By Sahiba Bhatia
Originally published on 21 March 2018.
You’ve heard of women being interrupted by men. Now, here’s a woman being literally hidden behind…well…men. In a photo taken in 1971, at the International Conference of the Biology of Whales in Virginia, there are 38 male scientists and ONE woman. But wait, don’t go shaking your head yet. There’s more.
The woman in the photo is half-hidden by the man in front of her. And the description with the names of all the scientists doesn’t have the woman’s name. So, all you see is half a smiling face of what looks like a Black woman with no clues to figure out who she is in an old, fading snapshot.
This was until Candace Jean Anderson came into the picture – figuratively, of course.

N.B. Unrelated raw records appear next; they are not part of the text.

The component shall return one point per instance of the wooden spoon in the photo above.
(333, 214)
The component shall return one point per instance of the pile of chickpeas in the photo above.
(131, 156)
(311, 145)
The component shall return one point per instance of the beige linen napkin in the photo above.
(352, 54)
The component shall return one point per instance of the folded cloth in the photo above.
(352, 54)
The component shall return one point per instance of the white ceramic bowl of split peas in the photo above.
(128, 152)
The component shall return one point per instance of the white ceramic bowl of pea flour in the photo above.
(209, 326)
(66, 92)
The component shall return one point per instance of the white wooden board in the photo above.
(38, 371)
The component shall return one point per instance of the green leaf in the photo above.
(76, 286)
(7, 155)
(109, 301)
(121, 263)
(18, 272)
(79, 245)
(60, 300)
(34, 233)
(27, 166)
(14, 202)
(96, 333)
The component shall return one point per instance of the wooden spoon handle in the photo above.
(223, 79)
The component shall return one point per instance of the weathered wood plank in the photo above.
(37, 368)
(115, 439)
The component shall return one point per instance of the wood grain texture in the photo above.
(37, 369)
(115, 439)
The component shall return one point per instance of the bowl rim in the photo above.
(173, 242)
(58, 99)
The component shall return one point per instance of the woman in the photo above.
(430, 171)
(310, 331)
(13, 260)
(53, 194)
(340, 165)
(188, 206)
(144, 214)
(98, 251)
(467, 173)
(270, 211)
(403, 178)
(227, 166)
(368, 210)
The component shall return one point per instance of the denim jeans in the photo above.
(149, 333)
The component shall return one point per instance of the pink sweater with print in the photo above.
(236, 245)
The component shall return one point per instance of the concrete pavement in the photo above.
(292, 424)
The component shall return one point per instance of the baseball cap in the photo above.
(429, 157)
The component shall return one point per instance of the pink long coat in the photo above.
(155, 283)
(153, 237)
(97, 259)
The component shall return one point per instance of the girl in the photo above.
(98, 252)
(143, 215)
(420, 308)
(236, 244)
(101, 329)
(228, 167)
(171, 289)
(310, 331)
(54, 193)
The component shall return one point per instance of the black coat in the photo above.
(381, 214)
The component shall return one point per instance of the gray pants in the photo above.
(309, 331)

With the desire to write a picture book on the Marine Mammal Protection Act of 1972, Anderson was on the lookout for some information. The National Oceanic and Atmospheric Administration helped her out by sending an article. There, amid the long text, Anderson saw the blurry photograph, became curious about the obscured woman and decided to find what her contributions to the conference may have been. She posted the photo on Twitter and soon people began pouring in to help. And voila! The emeritus curator of mammals at the Smithsonian National Museum of National History, Don Wilson, recognized her.
Sheila Minor Huff, now 71, has a biology degree and worked as a museum technician in 1971 when Wilson first started there. When she applied for her first job, she was asked to work as a typist, which she immediately declined by saying that she went to school too long to be a secretary. After completing her Master’s degree, Huff worked with top government officials on a variety of wildlife and environmental projects, was a member of the American society of mammologists and retired at 58 with one of the highest possible designations at the Department of the Interior.
As for the photo, Sheila said to The New York Times, “It’s kind of like, no big deal. When I try to do good, when I try and add back to this wonderful earth that we have, when I try to protect it, does it matter that anybody knows my name?”